Using the above example again, the three entries that sum to 2020 are 979, 366, and 675. Multiplying them together produces the answer, 241861950.

In your expense report, what is the product of the three entries that sum to 2020?

input_3 <- df$V1
tab2 <- expand_grid(input_1, input_2, input_3)

result2 <- tab2 %>% 
  mutate(jumla = input_1 + input_2 + input_3) %>% 
  filter(jumla == 2020) %>% 
  select(input_1, input_2, input_3) %>% 
  sample_n(1) %>% 
  mutate(product = input_1 * input_2 * input_3) %>% 
  pull(product)

Day 2: Password Philosophy

Part 1:

Your flight departs in a few days from the coastal airport; the easiest way down to the coast from here is via toboggan.

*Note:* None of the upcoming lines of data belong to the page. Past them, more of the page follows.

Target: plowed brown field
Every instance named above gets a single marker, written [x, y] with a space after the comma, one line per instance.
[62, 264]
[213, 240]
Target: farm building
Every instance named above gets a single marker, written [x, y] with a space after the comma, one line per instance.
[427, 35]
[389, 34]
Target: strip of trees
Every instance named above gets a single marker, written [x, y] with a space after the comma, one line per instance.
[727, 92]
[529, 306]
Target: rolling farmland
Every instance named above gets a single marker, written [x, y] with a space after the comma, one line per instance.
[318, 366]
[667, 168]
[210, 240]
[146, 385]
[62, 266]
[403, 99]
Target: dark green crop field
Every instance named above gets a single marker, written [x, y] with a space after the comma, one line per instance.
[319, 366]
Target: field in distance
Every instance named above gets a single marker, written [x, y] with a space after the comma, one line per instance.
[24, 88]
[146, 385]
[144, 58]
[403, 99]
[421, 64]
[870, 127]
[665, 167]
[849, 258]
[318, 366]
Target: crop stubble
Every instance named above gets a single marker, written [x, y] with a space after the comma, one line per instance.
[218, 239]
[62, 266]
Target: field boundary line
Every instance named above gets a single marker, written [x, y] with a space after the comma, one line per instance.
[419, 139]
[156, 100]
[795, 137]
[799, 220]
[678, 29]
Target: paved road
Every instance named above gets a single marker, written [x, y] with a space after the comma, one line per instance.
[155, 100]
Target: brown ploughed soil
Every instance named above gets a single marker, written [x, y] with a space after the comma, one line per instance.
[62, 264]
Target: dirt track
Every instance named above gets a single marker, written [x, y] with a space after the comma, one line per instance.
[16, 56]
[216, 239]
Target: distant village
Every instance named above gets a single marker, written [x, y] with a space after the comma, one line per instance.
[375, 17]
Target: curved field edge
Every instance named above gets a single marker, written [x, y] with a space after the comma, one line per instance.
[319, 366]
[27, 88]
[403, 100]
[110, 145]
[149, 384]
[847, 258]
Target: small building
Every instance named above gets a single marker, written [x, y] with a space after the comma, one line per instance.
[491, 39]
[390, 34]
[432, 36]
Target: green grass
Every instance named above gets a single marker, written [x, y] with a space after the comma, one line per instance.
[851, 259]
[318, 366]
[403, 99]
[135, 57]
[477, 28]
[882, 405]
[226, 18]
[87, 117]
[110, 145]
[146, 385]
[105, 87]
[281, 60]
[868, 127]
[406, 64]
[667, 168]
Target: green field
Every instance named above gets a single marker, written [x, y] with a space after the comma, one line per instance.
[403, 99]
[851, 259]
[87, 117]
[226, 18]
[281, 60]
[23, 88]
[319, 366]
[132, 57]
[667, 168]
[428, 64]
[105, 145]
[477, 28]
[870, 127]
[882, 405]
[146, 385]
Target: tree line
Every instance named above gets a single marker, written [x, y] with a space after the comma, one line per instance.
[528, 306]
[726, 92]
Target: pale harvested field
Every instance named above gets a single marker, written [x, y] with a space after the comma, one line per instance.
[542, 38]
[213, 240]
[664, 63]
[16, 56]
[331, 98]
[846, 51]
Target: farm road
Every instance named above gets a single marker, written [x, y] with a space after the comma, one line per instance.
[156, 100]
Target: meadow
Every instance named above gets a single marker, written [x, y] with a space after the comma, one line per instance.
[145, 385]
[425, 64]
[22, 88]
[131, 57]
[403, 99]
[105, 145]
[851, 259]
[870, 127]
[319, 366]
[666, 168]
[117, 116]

The shopkeeper at the North Pole Toboggan Rental Shop is having a bad day. “Something’s wrong with our computers; we can’t log in!” You ask if you can take a look.

Their password database seems to be a little corrupted: some of the passwords wouldn’t have been allowed by the Official Toboggan Corporate Policy that was in effect when they were chosen.

To try to debug the problem, they have created a list (your puzzle input) of passwords (according to the corrupted database) and the corporate policy when that password was set.

For example, suppose you have the following list:

1-3 a: abcde 1-3 b: cdefg 2-9 c: ccccccccc Each line gives the password policy and then the password. The password policy indicates the lowest and highest number of times a given letter must appear for the password to be valid. For example, 1-3 a means that the password must contain a at least 1 time and at most 3 times.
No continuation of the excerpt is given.